2010:104 - Aghada/Cuskinny, Cork

NMI Burial Excavation Records

County: Cork Site name: Aghada/Cuskinny

Sites and Monuments Record No.: N/A Licence number: 10E071; 10D009; 10R024

Author: Rex Bangerter, The Archaeological Diving Company Ltd, Brehon House, Castlecomer, Co. Kilkenny.

Site type: Intertidal foreshore; no archaeological significance

ITM: E 585597m, N 564993m

Latitude, Longitude (decimal degrees): 51.836983, -8.208996

Monitoring took place of the machine-excavation of a series of V-shaped trenches, placed across the intertidal zone, at two landfall locations. These trenches were excavated to accommodate four 220kV XLPE power cables that are to form a submarine cable running between Aghada Power Station and Cuskinny Bay.

Aghada landfall, a series of four, c. 60m-long, V-shaped trenches were machine excavated across the foreshore at Aghada. The intertidal zone at this location is extensively composed of shelving bedrock (shale/mudstone composition) and therefore does not provide an archaeological holding content. The excavation of the subsurface limit of the cable trench, c. 20m length of trench located between NGR 184123 650234 and NGR 184124 650377, was monitored. The excavated material comprised a sterile blue/grey silty clay (c. 60%/40% mix), with occasional angular gravel inclusions, that overlies the bedrock at this location. No archaeologically significant material was encountered as part of the excavation of the four cable trenches at the Aghada landfall site.
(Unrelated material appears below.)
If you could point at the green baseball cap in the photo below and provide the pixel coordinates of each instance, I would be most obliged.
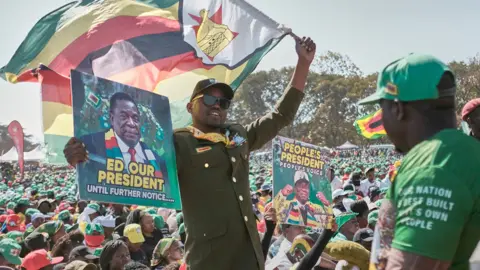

Cuskinny landfall, a series of four, c. 80m-long, V-shaped trenches were machine excavated across the foreshore at Cuskinny Bay, between NGR: 181014 673364 and NGR: 181774 672914. The foreshore at this location is composed of a shingle deposit (1m+ depth) overlying a blue/grey silty clay, c. 60%/40% mix. The shingle beach comprises angular to sub-rounded rocks and pebbles of limestone and shale composition. Modern material was occasionally encountered within this deposit; this material included red-brick fragments, miscellaneous fragments of cut timber, an iron pipe flange, and various car parts including an exhaust section. The shingle deposit measures 1.2m along the high-water mark, decreasing to c. 0.45m in depth at the Low Water mark. Where the shingle was less than 1m in depth, the underlying silty clay was impacted by the trench excavation. This deposit was sterile of any manmade debris.

No material, deposits, or structures of archaeological significance were encountered as part of the monitoring process at either landfall location.